Log MACD Points To Worst Crypto Winter In History
As a speculative asset class, cryptocurrencies are volatile – wildly driven by speculation and polar opposite ends of greed and fear. There is no denying the current market is some of the most fearful since Bitcoin’s inception. It was born in wake of the 2008 financial crisis and the top cryptocurrency is now facing its first potential recession.
Previous monetary policy allowed the asset class to flourish and grow, while the current policy has caused prices to contract significantly in short order. The result, is quite possibly the worst bear market in Bitcoin’s history, according to the LMACD.
LMACD is the logarithmic version of the Moving Average Convergence Divergence indicator. The original tool was created by Gerald Appel in the late 1970s, while this version is best used to compare historical momentum.
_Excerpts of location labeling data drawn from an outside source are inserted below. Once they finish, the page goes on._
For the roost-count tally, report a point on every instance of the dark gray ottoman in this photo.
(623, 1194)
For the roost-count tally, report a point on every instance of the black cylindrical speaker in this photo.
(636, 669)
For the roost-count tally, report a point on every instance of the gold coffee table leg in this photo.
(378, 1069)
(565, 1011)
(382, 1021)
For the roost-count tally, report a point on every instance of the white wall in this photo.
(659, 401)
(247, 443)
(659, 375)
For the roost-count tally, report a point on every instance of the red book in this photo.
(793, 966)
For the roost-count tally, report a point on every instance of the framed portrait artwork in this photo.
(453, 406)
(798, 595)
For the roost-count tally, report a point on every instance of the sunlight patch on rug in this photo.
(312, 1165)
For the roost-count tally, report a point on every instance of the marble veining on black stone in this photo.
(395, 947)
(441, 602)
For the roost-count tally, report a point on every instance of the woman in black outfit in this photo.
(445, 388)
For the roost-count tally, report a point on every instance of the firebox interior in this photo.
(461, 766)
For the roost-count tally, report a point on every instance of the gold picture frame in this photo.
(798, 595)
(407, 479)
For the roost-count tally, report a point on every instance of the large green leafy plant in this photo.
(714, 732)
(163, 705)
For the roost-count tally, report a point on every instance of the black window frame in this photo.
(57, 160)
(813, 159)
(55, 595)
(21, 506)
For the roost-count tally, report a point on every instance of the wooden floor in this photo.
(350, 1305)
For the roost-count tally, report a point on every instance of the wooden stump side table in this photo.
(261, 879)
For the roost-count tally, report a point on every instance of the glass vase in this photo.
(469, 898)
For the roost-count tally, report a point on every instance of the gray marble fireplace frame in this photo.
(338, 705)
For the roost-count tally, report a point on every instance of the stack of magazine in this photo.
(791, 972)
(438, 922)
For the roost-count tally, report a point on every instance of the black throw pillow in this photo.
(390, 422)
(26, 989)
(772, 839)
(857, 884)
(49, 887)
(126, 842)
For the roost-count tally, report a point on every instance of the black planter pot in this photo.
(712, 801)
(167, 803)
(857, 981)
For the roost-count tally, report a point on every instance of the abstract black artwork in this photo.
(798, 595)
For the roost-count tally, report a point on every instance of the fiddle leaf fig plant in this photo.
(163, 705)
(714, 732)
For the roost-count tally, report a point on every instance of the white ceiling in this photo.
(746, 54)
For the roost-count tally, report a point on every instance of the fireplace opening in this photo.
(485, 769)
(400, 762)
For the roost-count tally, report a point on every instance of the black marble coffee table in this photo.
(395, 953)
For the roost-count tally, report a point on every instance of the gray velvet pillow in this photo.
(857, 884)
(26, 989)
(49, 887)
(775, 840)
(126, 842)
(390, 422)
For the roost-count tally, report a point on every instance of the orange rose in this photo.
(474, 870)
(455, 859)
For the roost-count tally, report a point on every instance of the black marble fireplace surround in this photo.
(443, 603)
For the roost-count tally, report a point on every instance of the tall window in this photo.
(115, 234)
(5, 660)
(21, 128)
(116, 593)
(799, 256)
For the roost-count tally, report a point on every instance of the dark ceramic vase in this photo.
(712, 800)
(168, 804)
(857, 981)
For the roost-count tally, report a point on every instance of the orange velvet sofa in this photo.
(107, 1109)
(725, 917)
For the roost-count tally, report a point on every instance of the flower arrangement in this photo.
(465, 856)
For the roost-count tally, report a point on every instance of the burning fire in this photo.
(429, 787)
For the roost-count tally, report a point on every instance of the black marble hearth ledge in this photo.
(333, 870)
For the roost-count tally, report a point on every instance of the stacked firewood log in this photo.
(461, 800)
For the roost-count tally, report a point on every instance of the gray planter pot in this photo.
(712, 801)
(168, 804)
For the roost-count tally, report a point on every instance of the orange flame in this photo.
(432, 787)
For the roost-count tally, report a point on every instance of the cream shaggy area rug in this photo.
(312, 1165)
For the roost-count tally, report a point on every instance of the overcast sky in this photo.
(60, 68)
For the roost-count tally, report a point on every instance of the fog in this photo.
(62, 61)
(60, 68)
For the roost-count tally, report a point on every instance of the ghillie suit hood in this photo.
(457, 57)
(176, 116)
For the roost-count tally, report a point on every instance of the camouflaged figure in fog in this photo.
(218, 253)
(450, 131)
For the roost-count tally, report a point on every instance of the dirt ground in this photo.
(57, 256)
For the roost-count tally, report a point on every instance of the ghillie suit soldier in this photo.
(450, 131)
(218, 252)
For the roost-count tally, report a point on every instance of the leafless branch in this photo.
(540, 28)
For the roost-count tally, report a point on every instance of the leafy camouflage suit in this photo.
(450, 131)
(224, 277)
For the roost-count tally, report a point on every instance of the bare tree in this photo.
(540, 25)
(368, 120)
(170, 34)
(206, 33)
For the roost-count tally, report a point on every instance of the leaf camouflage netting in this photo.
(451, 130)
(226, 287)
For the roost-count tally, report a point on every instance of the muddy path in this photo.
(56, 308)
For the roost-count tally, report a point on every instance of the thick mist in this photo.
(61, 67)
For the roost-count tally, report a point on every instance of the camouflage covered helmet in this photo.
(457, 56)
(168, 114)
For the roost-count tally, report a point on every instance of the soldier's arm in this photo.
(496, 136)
When viewing the monthly LMACD for BTCUSD, the dashed zero line shows that in 2018, Bitcoin never even made it into bear territory. During this bear market, the MACD line in blue is also at the lowest point ever historically. The signal line in orange has never moved below the zero line, and could very well do so in this cycle.
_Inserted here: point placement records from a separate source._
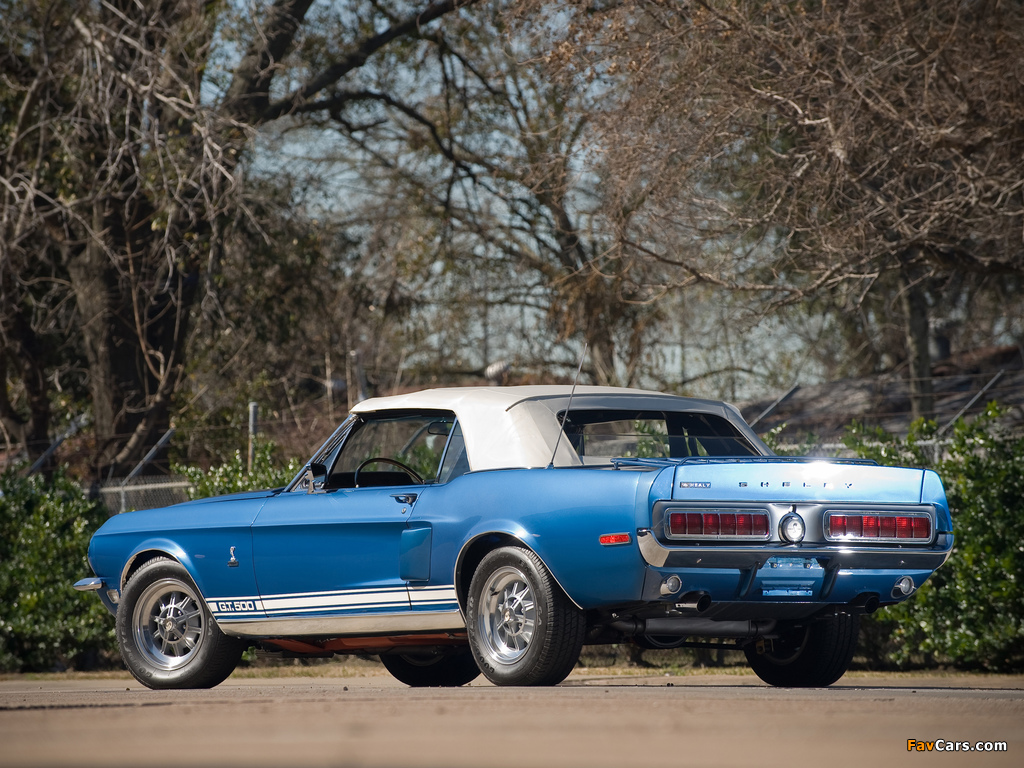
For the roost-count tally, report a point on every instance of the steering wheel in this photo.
(382, 460)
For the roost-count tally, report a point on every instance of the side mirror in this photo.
(315, 478)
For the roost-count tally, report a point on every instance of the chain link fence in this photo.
(143, 493)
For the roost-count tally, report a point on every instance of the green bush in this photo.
(971, 613)
(232, 477)
(45, 527)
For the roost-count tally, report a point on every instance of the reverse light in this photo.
(882, 526)
(719, 523)
(792, 528)
(903, 587)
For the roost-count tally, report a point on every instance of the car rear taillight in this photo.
(880, 526)
(719, 523)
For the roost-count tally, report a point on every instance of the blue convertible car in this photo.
(499, 529)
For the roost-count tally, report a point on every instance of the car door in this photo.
(332, 554)
(330, 560)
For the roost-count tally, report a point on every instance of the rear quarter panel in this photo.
(557, 513)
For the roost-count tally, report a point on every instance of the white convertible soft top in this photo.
(509, 427)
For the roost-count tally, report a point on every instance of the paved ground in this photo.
(592, 721)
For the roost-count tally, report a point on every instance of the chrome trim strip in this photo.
(373, 624)
(656, 554)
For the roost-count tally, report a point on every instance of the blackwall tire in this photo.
(522, 628)
(166, 634)
(812, 655)
(432, 670)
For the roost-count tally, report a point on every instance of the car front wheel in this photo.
(432, 670)
(167, 637)
(522, 628)
(815, 654)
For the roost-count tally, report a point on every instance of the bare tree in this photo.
(130, 124)
(491, 160)
(816, 150)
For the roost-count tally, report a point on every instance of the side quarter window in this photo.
(456, 461)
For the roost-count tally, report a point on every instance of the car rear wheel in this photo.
(522, 628)
(812, 655)
(167, 637)
(432, 670)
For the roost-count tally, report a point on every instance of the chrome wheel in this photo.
(522, 628)
(508, 614)
(167, 624)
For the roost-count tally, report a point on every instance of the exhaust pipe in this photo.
(693, 627)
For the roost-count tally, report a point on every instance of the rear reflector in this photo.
(878, 527)
(719, 523)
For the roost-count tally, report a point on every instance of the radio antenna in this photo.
(565, 413)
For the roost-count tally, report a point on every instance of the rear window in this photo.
(652, 434)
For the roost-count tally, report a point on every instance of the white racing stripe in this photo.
(390, 598)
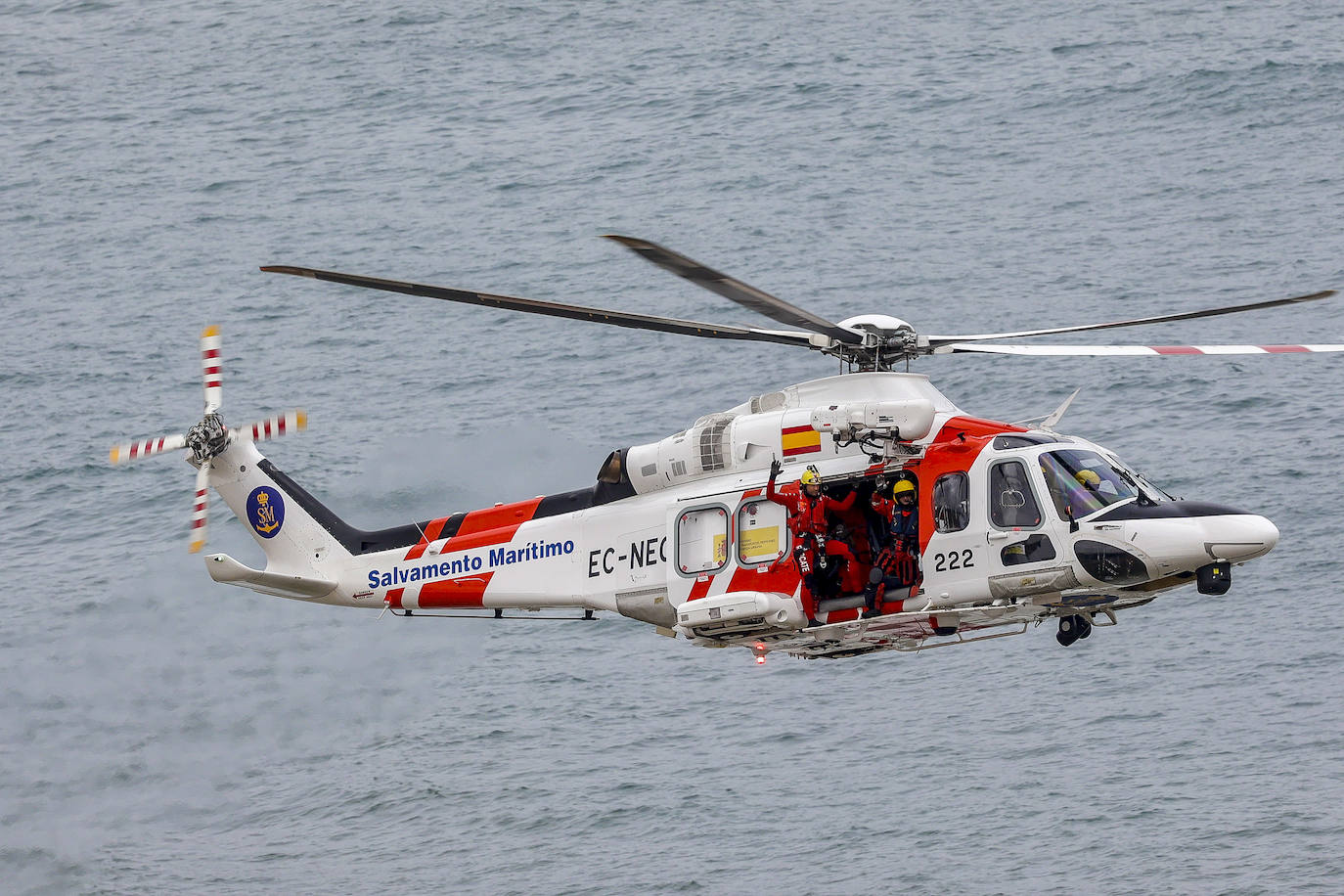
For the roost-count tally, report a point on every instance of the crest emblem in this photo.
(265, 511)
Has The Bitcoin Bull Trend Officially Ended?
According to the Average Directional Index and each Direction Movement Indicator, bears are stronger than ever before, and have had the upper hand in crypto for the longest stretch ever.
Falling below a reading of 20 suggests the end of a trend, potentially indicating that the trend that started in 2015 is only now truly concluding. Rising back above a reading of 20 after falling below it, should help confirm a new bullish trend.
Although the ADX shows the bull trend never quite concluded in 2018, the weaker trend strength overall explains why the returns stemming from the 2018 bottom, weren’t anywhere near the same as the rally from the 2015 bottom, which had significant strength at its back.
With the bullish trend fizzling out, when bulls regain control and a new trend blossoms, it could be far more sustainable than what we have witnessed the last several years in crypto.